Russia's continued aggression against Ukraine has caused the UK to close its doors to Russian funds. In spite of unlikely war with Russia, the UK has the ability to strangle the financial flow of Russian exports and imports as London is one of the largest clearing cities.
UK Foreign Minister Liz Truss announced today that the UK will "bring in a full asset freeze on all Russian banks in days," starting with the addition of three more banks to the sanctions list. Truss also announced the ban on Russian banks clearing payments in sterling. Moreover, the sanctions will prevent Russia from raising debt in the UK and prevent "all 3 million Russian businesses from accessing British capital markets."
It also suggests banning exports to Russia "across a range of critical sectors," including microelectronics, marine and navigation equipment, to undermine the military-industrial complex in Moscow. The UK economy will be adversely affected by the sanctions and with disruptions across food and energy it is unlikely inflation will come down any time soon.
The pound is finishing the London session strong as the euro remains relatively weak and flows come out of the US dollar. The Swiss franc has remained the strongest currency relative to the others though the yen has been mixed today.

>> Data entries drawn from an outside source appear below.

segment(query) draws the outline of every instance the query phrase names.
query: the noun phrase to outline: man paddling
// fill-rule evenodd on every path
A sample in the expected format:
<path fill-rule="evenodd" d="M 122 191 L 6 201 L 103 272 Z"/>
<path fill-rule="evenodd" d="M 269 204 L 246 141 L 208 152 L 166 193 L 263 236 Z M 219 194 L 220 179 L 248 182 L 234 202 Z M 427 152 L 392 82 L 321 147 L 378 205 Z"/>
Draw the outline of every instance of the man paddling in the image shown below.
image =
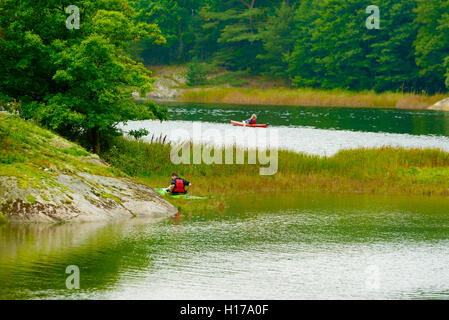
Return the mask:
<path fill-rule="evenodd" d="M 176 173 L 172 173 L 171 175 L 171 183 L 170 187 L 168 187 L 168 191 L 172 195 L 178 195 L 178 194 L 186 194 L 187 193 L 187 187 L 190 187 L 192 184 L 180 178 Z"/>

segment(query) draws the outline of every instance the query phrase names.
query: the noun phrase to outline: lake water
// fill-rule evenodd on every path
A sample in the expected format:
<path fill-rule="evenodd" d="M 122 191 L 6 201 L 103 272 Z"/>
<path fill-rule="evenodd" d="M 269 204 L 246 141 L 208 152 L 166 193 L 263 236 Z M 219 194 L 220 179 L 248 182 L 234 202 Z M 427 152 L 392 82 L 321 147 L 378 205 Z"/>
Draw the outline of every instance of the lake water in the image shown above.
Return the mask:
<path fill-rule="evenodd" d="M 448 150 L 442 112 L 178 105 L 173 121 L 128 128 L 225 132 L 254 112 L 298 151 Z M 70 265 L 79 290 L 66 288 Z M 0 299 L 447 299 L 448 266 L 449 200 L 437 197 L 264 194 L 161 221 L 0 226 Z"/>
<path fill-rule="evenodd" d="M 159 222 L 9 225 L 0 240 L 2 299 L 449 297 L 439 198 L 252 196 Z"/>
<path fill-rule="evenodd" d="M 249 148 L 271 145 L 321 156 L 331 156 L 342 149 L 382 146 L 449 151 L 449 114 L 444 111 L 211 104 L 168 106 L 171 121 L 130 121 L 122 128 L 125 131 L 145 128 L 151 132 L 147 140 L 166 136 L 172 142 L 191 140 Z M 230 120 L 242 121 L 253 113 L 258 114 L 259 123 L 269 123 L 269 129 L 231 126 Z"/>

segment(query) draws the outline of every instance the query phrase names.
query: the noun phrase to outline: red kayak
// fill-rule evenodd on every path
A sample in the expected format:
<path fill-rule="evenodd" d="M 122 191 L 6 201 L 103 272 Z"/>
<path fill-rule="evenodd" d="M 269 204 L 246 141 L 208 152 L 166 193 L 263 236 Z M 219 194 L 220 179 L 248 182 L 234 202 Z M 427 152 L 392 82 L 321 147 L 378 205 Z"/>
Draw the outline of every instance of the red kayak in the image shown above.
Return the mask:
<path fill-rule="evenodd" d="M 266 128 L 268 127 L 267 124 L 247 124 L 245 122 L 239 122 L 239 121 L 232 121 L 231 123 L 233 126 L 238 126 L 238 127 L 250 127 L 250 128 Z"/>

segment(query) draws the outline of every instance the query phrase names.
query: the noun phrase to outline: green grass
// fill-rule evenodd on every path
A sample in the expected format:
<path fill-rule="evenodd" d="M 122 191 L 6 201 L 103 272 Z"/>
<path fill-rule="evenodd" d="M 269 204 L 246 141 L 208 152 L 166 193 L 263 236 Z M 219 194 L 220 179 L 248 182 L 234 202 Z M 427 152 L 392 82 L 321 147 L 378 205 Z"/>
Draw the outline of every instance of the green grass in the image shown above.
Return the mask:
<path fill-rule="evenodd" d="M 31 194 L 27 195 L 26 200 L 27 200 L 30 204 L 35 204 L 35 203 L 36 203 L 36 198 L 33 197 Z"/>
<path fill-rule="evenodd" d="M 18 116 L 0 114 L 0 176 L 14 176 L 19 186 L 38 187 L 53 172 L 123 176 L 120 170 L 89 162 L 98 158 L 79 145 Z"/>
<path fill-rule="evenodd" d="M 213 79 L 207 82 L 207 85 L 226 85 L 229 84 L 232 87 L 242 87 L 250 83 L 249 74 L 246 71 L 225 72 L 218 74 Z"/>
<path fill-rule="evenodd" d="M 0 226 L 8 223 L 8 218 L 0 212 Z"/>
<path fill-rule="evenodd" d="M 357 149 L 332 157 L 280 151 L 278 173 L 260 176 L 258 165 L 174 165 L 170 146 L 161 143 L 116 138 L 113 145 L 102 154 L 113 166 L 153 187 L 166 187 L 171 173 L 177 172 L 193 183 L 194 195 L 283 191 L 449 195 L 449 153 L 440 150 Z"/>
<path fill-rule="evenodd" d="M 223 75 L 225 77 L 226 75 Z M 181 99 L 190 102 L 220 102 L 230 104 L 293 105 L 313 107 L 365 107 L 423 109 L 447 98 L 374 91 L 322 90 L 311 88 L 195 88 L 184 91 Z"/>

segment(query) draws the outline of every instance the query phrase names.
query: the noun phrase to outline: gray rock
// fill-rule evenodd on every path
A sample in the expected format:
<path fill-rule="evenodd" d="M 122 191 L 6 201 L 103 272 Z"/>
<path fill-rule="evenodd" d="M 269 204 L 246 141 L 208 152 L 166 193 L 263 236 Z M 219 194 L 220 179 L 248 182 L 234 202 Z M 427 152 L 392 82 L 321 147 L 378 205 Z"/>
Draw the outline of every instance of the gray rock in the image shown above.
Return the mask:
<path fill-rule="evenodd" d="M 153 189 L 126 178 L 54 173 L 41 181 L 0 177 L 0 212 L 10 222 L 164 218 L 177 210 Z"/>
<path fill-rule="evenodd" d="M 153 83 L 153 90 L 142 98 L 136 91 L 133 96 L 136 100 L 164 100 L 174 101 L 182 95 L 187 83 L 185 68 L 174 68 L 162 70 L 156 75 L 156 81 Z"/>
<path fill-rule="evenodd" d="M 429 107 L 430 110 L 444 110 L 449 111 L 449 98 L 443 99 L 433 106 Z"/>

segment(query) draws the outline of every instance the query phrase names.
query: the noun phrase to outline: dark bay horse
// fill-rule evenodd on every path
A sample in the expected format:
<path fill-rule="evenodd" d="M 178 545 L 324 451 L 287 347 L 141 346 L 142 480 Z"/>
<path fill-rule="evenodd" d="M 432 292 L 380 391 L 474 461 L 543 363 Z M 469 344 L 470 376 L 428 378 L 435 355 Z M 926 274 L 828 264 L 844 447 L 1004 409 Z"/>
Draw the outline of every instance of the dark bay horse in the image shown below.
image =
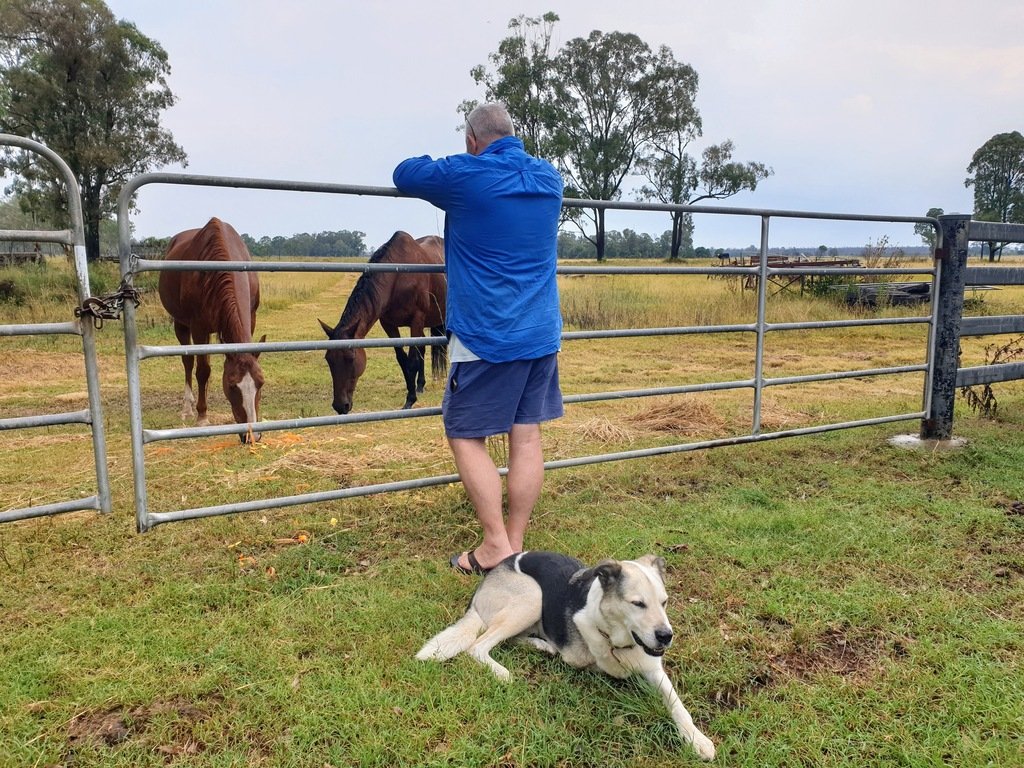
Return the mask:
<path fill-rule="evenodd" d="M 171 238 L 165 261 L 252 261 L 242 238 L 230 224 L 214 217 L 202 229 L 189 229 Z M 174 321 L 174 334 L 182 344 L 207 344 L 212 334 L 223 344 L 252 341 L 256 308 L 260 305 L 260 283 L 255 272 L 160 272 L 160 303 Z M 266 336 L 260 339 L 265 341 Z M 260 388 L 263 371 L 259 353 L 224 356 L 224 394 L 231 404 L 236 424 L 255 424 L 260 419 Z M 182 355 L 185 367 L 185 398 L 182 419 L 197 417 L 205 426 L 206 385 L 210 379 L 210 356 L 195 359 L 199 397 L 192 395 L 193 355 Z M 195 405 L 195 414 L 192 406 Z M 252 433 L 250 433 L 252 434 Z M 249 435 L 239 435 L 243 443 Z M 259 433 L 252 435 L 259 440 Z"/>
<path fill-rule="evenodd" d="M 371 264 L 444 264 L 444 240 L 433 235 L 413 240 L 406 232 L 395 232 L 370 257 Z M 373 324 L 380 326 L 392 339 L 401 338 L 399 328 L 408 328 L 409 335 L 422 338 L 429 328 L 434 336 L 444 335 L 444 303 L 448 283 L 441 272 L 365 272 L 356 282 L 341 319 L 333 328 L 320 321 L 328 339 L 363 339 Z M 412 408 L 416 392 L 426 384 L 423 347 L 395 347 L 395 358 L 405 377 L 406 398 L 403 408 Z M 365 349 L 329 349 L 327 365 L 334 383 L 331 405 L 338 413 L 352 410 L 356 381 L 366 370 Z M 430 367 L 434 378 L 444 375 L 448 367 L 446 345 L 433 345 Z"/>

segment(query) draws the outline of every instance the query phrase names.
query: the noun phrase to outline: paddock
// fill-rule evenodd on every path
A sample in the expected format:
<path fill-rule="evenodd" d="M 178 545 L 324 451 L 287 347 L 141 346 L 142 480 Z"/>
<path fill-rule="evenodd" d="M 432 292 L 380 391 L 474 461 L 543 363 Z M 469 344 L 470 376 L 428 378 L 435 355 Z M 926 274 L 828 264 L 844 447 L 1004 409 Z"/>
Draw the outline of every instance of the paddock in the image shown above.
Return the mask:
<path fill-rule="evenodd" d="M 261 274 L 270 338 L 324 345 L 315 325 L 291 324 L 293 305 L 340 310 L 364 265 L 270 266 Z M 963 451 L 887 444 L 904 428 L 917 436 L 917 418 L 797 434 L 921 412 L 922 370 L 764 386 L 760 434 L 793 434 L 751 441 L 753 384 L 715 387 L 753 378 L 758 303 L 749 291 L 709 294 L 706 275 L 666 265 L 563 266 L 573 270 L 559 278 L 567 333 L 581 334 L 563 344 L 565 389 L 582 399 L 545 431 L 549 455 L 669 452 L 550 472 L 531 546 L 588 562 L 666 557 L 678 632 L 667 663 L 723 760 L 1013 764 L 1024 702 L 1020 384 L 1007 385 L 998 420 L 958 406 L 956 432 L 970 439 Z M 137 342 L 162 352 L 173 335 L 150 292 L 156 271 L 132 277 L 142 290 L 132 306 Z M 1014 333 L 1017 321 L 1000 318 L 1015 313 L 1016 290 L 988 292 L 976 330 Z M 803 301 L 765 305 L 765 380 L 921 365 L 933 325 L 908 319 L 927 310 L 854 318 L 880 325 L 828 327 L 830 317 L 825 327 L 773 329 L 820 324 L 791 314 Z M 721 326 L 738 329 L 676 332 Z M 999 337 L 968 336 L 969 326 L 958 328 L 957 376 L 972 367 L 996 374 L 998 365 L 975 363 Z M 11 681 L 0 730 L 11 764 L 568 765 L 594 755 L 609 766 L 678 764 L 678 742 L 647 690 L 605 684 L 526 649 L 503 652 L 522 678 L 503 688 L 475 665 L 413 660 L 474 585 L 447 566 L 447 554 L 475 533 L 454 481 L 133 535 L 120 329 L 108 319 L 95 334 L 113 514 L 87 509 L 0 527 L 0 662 Z M 54 338 L 66 352 L 35 336 L 4 339 L 32 352 L 22 370 L 49 370 L 54 380 L 33 382 L 17 399 L 0 388 L 7 407 L 60 402 L 59 387 L 78 386 L 79 339 Z M 323 346 L 266 351 L 264 407 L 273 421 L 303 426 L 257 446 L 240 446 L 228 424 L 144 444 L 152 508 L 452 477 L 430 410 L 436 388 L 428 385 L 409 418 L 369 418 L 390 416 L 402 384 L 387 340 L 365 341 L 376 347 L 368 375 L 383 391 L 365 390 L 362 420 L 305 426 L 328 418 L 319 415 L 330 409 Z M 178 428 L 179 374 L 173 353 L 142 361 L 147 430 Z M 679 387 L 700 389 L 640 394 Z M 84 392 L 70 394 L 85 402 Z M 3 493 L 16 504 L 28 494 L 10 481 L 26 462 L 48 462 L 40 494 L 71 481 L 74 495 L 95 482 L 91 453 L 81 466 L 68 458 L 91 443 L 80 425 L 3 434 Z M 723 440 L 738 442 L 673 450 Z"/>
<path fill-rule="evenodd" d="M 148 531 L 165 522 L 212 517 L 239 512 L 254 512 L 302 504 L 354 498 L 364 495 L 387 493 L 393 491 L 411 491 L 432 486 L 447 485 L 458 481 L 451 473 L 427 476 L 389 479 L 385 482 L 353 484 L 330 490 L 319 490 L 311 493 L 277 495 L 266 498 L 247 498 L 227 504 L 210 504 L 188 506 L 184 508 L 161 509 L 150 508 L 146 482 L 147 448 L 165 441 L 191 440 L 195 438 L 213 438 L 223 435 L 244 435 L 247 425 L 218 424 L 208 427 L 175 427 L 144 425 L 143 395 L 141 391 L 140 366 L 143 361 L 168 356 L 180 356 L 209 352 L 214 355 L 257 353 L 296 353 L 317 352 L 331 349 L 375 347 L 395 348 L 400 344 L 426 346 L 439 341 L 439 338 L 420 340 L 391 340 L 380 338 L 354 340 L 319 340 L 319 341 L 270 341 L 248 344 L 213 344 L 204 345 L 156 345 L 142 343 L 135 318 L 134 302 L 123 300 L 123 292 L 131 291 L 134 280 L 148 272 L 162 270 L 196 270 L 203 271 L 216 268 L 218 270 L 259 271 L 267 273 L 303 273 L 303 272 L 353 272 L 369 273 L 373 271 L 390 272 L 431 272 L 440 271 L 439 267 L 402 265 L 402 264 L 345 264 L 325 262 L 288 262 L 259 261 L 235 265 L 218 265 L 211 267 L 201 262 L 166 263 L 159 259 L 138 258 L 131 253 L 128 233 L 130 231 L 130 212 L 128 201 L 140 188 L 154 184 L 171 184 L 185 186 L 229 187 L 262 189 L 281 192 L 318 192 L 332 195 L 362 195 L 374 197 L 400 197 L 392 188 L 362 187 L 338 184 L 307 183 L 301 181 L 280 181 L 249 178 L 225 178 L 196 176 L 188 174 L 144 174 L 131 180 L 124 188 L 118 211 L 120 233 L 120 270 L 122 291 L 119 291 L 117 303 L 123 312 L 124 350 L 128 387 L 128 416 L 132 445 L 133 496 L 136 527 L 140 532 Z M 726 208 L 715 206 L 670 206 L 651 203 L 606 202 L 587 200 L 566 200 L 567 207 L 591 208 L 597 211 L 641 210 L 650 214 L 664 213 L 676 209 L 692 215 L 734 216 L 754 219 L 760 223 L 761 242 L 760 257 L 756 263 L 729 266 L 577 266 L 559 265 L 560 279 L 585 278 L 595 279 L 601 276 L 659 276 L 666 280 L 687 276 L 721 276 L 723 274 L 738 278 L 744 284 L 756 286 L 756 306 L 751 316 L 743 322 L 720 324 L 688 324 L 675 326 L 647 327 L 611 327 L 593 330 L 567 330 L 563 336 L 565 344 L 563 357 L 571 359 L 572 350 L 580 343 L 596 343 L 598 345 L 614 345 L 616 340 L 663 338 L 671 342 L 680 342 L 686 337 L 715 335 L 725 338 L 745 338 L 749 341 L 748 352 L 750 366 L 730 366 L 728 373 L 705 376 L 702 381 L 687 383 L 667 383 L 661 386 L 623 388 L 619 382 L 611 382 L 610 388 L 591 389 L 590 391 L 569 391 L 565 402 L 570 408 L 598 402 L 622 402 L 633 399 L 651 399 L 665 397 L 687 397 L 705 393 L 746 392 L 750 397 L 749 426 L 740 429 L 730 425 L 722 429 L 722 434 L 706 436 L 704 439 L 672 442 L 650 447 L 611 450 L 600 453 L 574 455 L 553 459 L 547 463 L 548 469 L 588 466 L 612 461 L 649 460 L 657 456 L 672 453 L 700 451 L 710 448 L 737 446 L 780 438 L 814 435 L 834 430 L 867 427 L 900 422 L 918 422 L 920 436 L 924 439 L 948 440 L 952 435 L 952 403 L 957 387 L 967 386 L 971 382 L 999 381 L 1018 377 L 1021 374 L 1020 364 L 1008 364 L 1001 369 L 986 370 L 984 373 L 968 371 L 957 373 L 955 359 L 950 358 L 949 349 L 959 344 L 960 313 L 963 304 L 965 287 L 984 280 L 989 284 L 1016 284 L 1021 280 L 1020 270 L 1012 267 L 989 267 L 966 269 L 967 246 L 972 235 L 973 239 L 990 238 L 992 232 L 985 229 L 986 225 L 971 223 L 969 217 L 944 217 L 937 220 L 920 217 L 877 216 L 856 214 L 830 214 L 812 211 L 778 211 L 749 208 Z M 834 219 L 857 222 L 899 222 L 906 224 L 925 223 L 940 229 L 942 247 L 936 254 L 936 260 L 929 266 L 908 267 L 906 265 L 890 268 L 865 268 L 836 265 L 805 265 L 784 264 L 779 266 L 769 258 L 770 228 L 773 221 L 779 220 Z M 1020 233 L 1012 227 L 1000 230 L 1004 238 L 1020 239 Z M 982 271 L 982 269 L 984 271 Z M 83 267 L 84 271 L 84 267 Z M 821 275 L 863 276 L 873 279 L 912 276 L 917 280 L 930 280 L 938 285 L 939 290 L 931 292 L 931 302 L 919 311 L 893 317 L 852 317 L 824 321 L 775 322 L 768 317 L 768 302 L 773 295 L 772 285 L 785 284 L 796 277 L 815 277 Z M 977 275 L 974 277 L 972 275 Z M 85 278 L 87 280 L 87 277 Z M 945 282 L 944 282 L 945 281 Z M 89 308 L 90 301 L 83 302 Z M 959 308 L 958 308 L 959 306 Z M 86 313 L 88 315 L 88 312 Z M 916 359 L 905 359 L 895 365 L 879 365 L 867 367 L 844 368 L 842 370 L 817 370 L 801 372 L 796 375 L 772 376 L 765 368 L 765 354 L 768 340 L 787 334 L 799 335 L 805 331 L 829 330 L 838 334 L 849 333 L 855 329 L 889 328 L 913 326 L 921 329 Z M 983 333 L 1009 333 L 1022 327 L 1019 318 L 1005 316 L 986 318 L 984 320 L 967 321 L 963 324 L 964 335 Z M 731 343 L 731 342 L 730 342 Z M 600 352 L 598 354 L 601 354 Z M 763 400 L 766 392 L 775 388 L 799 386 L 805 384 L 828 384 L 831 382 L 856 382 L 875 377 L 916 377 L 920 403 L 916 407 L 905 406 L 889 410 L 868 418 L 823 418 L 818 423 L 805 424 L 790 428 L 772 428 L 765 425 L 762 418 Z M 996 377 L 996 378 L 992 378 Z M 1003 378 L 1000 378 L 1003 377 Z M 619 384 L 619 386 L 615 386 Z M 317 428 L 355 427 L 356 425 L 374 424 L 403 419 L 432 419 L 437 421 L 439 407 L 428 406 L 407 412 L 401 410 L 376 410 L 363 413 L 350 413 L 335 416 L 298 416 L 263 420 L 254 429 L 261 433 L 295 432 L 297 430 Z M 98 419 L 97 419 L 98 420 Z M 21 422 L 11 422 L 12 426 L 21 426 Z M 149 451 L 152 452 L 152 448 Z M 97 466 L 103 466 L 97 453 Z M 49 508 L 41 513 L 48 513 Z M 57 511 L 65 511 L 63 508 Z M 12 519 L 22 516 L 33 516 L 36 512 L 23 509 L 11 510 L 8 514 Z"/>

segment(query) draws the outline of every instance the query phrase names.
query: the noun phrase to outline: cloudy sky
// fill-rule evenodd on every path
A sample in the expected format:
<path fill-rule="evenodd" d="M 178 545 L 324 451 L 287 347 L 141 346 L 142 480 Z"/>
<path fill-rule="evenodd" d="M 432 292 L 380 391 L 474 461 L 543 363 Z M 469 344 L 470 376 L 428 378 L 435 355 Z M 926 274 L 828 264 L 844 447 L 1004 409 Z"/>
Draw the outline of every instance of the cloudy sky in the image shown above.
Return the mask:
<path fill-rule="evenodd" d="M 666 45 L 700 77 L 702 143 L 774 176 L 730 207 L 922 216 L 970 212 L 966 166 L 996 133 L 1024 131 L 1024 3 L 1016 0 L 108 0 L 166 49 L 178 103 L 165 127 L 187 173 L 390 186 L 401 159 L 460 152 L 456 107 L 480 98 L 513 16 L 560 16 L 555 43 L 592 30 Z M 968 10 L 968 5 L 972 10 Z M 179 168 L 165 168 L 178 171 Z M 629 192 L 624 196 L 631 199 Z M 261 235 L 440 233 L 426 203 L 147 186 L 138 236 L 213 215 Z M 610 214 L 660 235 L 666 214 Z M 756 218 L 700 216 L 695 242 L 759 241 Z M 772 245 L 918 245 L 909 225 L 775 219 Z"/>

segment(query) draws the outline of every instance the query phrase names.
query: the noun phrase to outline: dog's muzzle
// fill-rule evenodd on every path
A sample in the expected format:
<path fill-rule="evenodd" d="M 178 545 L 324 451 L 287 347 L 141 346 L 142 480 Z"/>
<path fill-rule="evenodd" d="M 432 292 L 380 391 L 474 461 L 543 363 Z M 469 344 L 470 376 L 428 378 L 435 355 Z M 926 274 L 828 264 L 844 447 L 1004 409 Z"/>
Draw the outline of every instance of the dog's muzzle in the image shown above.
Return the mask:
<path fill-rule="evenodd" d="M 665 651 L 667 651 L 668 647 L 672 644 L 672 630 L 655 630 L 654 639 L 657 640 L 658 645 L 654 648 L 641 640 L 640 636 L 636 632 L 631 632 L 630 634 L 633 635 L 633 640 L 637 645 L 644 649 L 644 653 L 648 656 L 664 656 Z"/>

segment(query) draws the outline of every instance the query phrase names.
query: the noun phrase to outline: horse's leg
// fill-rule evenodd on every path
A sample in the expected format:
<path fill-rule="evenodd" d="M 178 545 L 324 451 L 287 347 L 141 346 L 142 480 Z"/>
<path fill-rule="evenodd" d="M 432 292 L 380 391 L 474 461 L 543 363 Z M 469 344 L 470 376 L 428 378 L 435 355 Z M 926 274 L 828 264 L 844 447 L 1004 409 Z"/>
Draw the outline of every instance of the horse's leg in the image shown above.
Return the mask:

The UK FTSE100 is also doing well today supported by the likes of BAE Systems plc, who will be manufacturing a lot of the systems being sent by the UK to be used in Ukraine. HSBC and BP are among the largest fallers today.
As a result of the global sanctions imposed against Moscow after its invasion of Ukraine, Danish company Maersk has stated that it is considering suspending all deliveries to and from Russia. Many Asian countries are also backing out of delivering or importing goods to Russia due to payment fears. Banks are unable to create a letter of credit and there is also a high probability of secondary sanctions as we saw when Iran was sanctioned by the USA.
According to the US Census Bureau's advance report published this afternoon, the US trade deficit in January was $106.5 billion, showing a rise of $7.1 billion or 7.1% over the previous month. Imports rose by $4.4 billion to $262.5 billion.
In January, wholesale inventories totalled $798.2 billion, an increase of 0.8% compared to the previous month and a significant 17.8% jump on an annualized basis, this deficit increase takes the good trade balance to an all-time deficit high. Seasonally adjusted retail inventories rose by 1.9% monthly in January.
The markets have been watching the headline news for word on how well the negotiations between Ukraine and Russia are going. The gold rally has stalled again today as the risk is reduced whilst the talks go on, but $1900 /oz is proving to be a sticky level.
The USDCAD has dropped significantly as the markets prepare for continued higher oil prices but also the Bank of Canada’s rate decision this week. The USDCAD will likely visit the 1.2700 again but the move today shows that there is a path of least resistance to the downside.